Les députés ont franchi un pas décisif ce jeudi en votant l'extension de l'imprescriptibilité aux crimes commis sur les mineurs. Cette mesure a été adoptée dans le cadre de l'examen du projet de loi relatif à la protection des enfants à l'Assemblée nationale.
Un amendement écologiste soutenu par le gouvernement
L'amendement, porté par le député écologiste Arnaud Bonnet, a recueilli 93 voix pour et 51 contre. Le ministre de la Justice, Gérald Darmanin, a apporté son soutien au texte tout en émettant des réserves quant à sa constitutionnalité. Selon lui, cette extension pourrait être contestée devant le Conseil constitutionnel.
Cette avancée législative vise à permettre aux victimes de crimes sexuels ou violents subis pendant leur minorité de porter plainte sans limite de temps, répondant ainsi à une demande récurrente des associations de défense des droits de l'enfant.
Un débat houleux sur la constitutionnalité
Plusieurs députés de l'opposition ont exprimé leurs inquiétudes, estimant que l'imprescriptibilité pourrait entrer en conflit avec les principes fondamentaux du droit pénal français.
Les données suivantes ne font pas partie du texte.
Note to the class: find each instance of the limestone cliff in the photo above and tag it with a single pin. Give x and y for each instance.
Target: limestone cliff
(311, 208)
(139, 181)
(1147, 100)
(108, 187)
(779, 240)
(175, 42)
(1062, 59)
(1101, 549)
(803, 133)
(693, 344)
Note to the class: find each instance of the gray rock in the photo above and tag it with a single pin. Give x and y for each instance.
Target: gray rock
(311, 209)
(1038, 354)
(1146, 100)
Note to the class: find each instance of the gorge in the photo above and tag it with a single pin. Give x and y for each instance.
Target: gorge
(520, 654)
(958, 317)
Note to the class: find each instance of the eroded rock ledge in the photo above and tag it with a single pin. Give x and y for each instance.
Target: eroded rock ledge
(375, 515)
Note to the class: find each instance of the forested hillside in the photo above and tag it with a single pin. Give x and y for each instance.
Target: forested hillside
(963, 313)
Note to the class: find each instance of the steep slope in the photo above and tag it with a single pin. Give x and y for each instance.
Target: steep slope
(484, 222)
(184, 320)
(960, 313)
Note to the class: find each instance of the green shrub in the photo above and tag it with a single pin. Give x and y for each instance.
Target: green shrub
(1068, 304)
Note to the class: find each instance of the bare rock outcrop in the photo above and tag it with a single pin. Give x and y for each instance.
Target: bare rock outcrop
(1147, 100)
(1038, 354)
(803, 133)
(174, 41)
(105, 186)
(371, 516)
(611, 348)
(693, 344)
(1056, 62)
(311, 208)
La rapporteure du texte a toutefois souligné que la mesure était proportionnée et nécessaire face à la gravité des crimes concernés.
Le vote de cet amendement marque une étape importante dans la protection des mineurs, même si le chemin législatif est encore long avant une adoption définitive. Le projet de loi doit encore être examiné au Sénat, où des débats similaires sont attendus.